Despite this naked quality, Aerographs consistently employ colors, designating various palette schemes for hands, dials, indexes, numerals, and subdials (in chronograph and other complications). The colors prove that Wenger don't pursue minimalism – an aesthetic trend that influences fashion designs – but, on the contrary, try to maximize legibility by economically using available visual tools. Brown, orange, white, gray and yellow hues resonate powerfully on nearly empty faces, rendering time reading almost instantaneous.
Aerograph is Wenger's largest collection, containing a set of four lines, featuring various complications and functionalities.
Aerograph cockpit stands out because of its unusual rectangular shape, which locks a circle within a square. Wenger furnish the time keepers with such functions as chronograph and date, hosted by the the Swiss quartz caliber inside the case. Standard looking, round variations resemble Victorinox Summit.

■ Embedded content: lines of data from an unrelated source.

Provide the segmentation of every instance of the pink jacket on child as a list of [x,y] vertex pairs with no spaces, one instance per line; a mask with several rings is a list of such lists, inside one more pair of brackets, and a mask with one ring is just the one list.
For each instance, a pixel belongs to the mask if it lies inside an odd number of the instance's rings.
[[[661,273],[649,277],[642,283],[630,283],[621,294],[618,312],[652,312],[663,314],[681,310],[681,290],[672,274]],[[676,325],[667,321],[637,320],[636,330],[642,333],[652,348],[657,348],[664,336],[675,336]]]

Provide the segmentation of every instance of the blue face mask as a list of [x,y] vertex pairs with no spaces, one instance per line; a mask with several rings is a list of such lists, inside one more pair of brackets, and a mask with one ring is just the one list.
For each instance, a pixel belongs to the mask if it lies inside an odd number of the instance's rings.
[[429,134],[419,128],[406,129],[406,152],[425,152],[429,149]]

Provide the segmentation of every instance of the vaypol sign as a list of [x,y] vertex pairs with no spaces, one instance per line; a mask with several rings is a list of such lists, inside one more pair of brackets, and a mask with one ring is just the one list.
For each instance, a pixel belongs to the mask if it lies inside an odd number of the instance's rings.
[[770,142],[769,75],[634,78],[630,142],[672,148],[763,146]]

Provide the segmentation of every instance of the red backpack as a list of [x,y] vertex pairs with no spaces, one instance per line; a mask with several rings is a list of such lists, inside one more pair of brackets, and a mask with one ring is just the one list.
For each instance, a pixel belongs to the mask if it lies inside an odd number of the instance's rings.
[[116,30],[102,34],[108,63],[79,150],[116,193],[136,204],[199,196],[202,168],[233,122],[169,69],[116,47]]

Vintage Aerographs feature a subdial for the seconds hands and an interesting improvement of the date complication: a triple aperture very similar to Aviation Oris BC4 watches. This is, after all a pilot's watch.
Wenger Aerograph chronographs create powerful color contrasts (yellow on black, or simply white on black backdrop) to allow the wearers effortless eye control of the function. The subdials contain fat, expressive small hands and accompanying indexes. Stainless steel case with a marked unidirectional bezel complete the design.
Day-Date models comes closest to Seiko 5 Military watches, but are also Wenger's most casual, informal looking timers. Still, a strong, red central seconds hand carves the dial as an alarm reminding that despite appearances, this a Swiss Army, and essentially a military timepiece.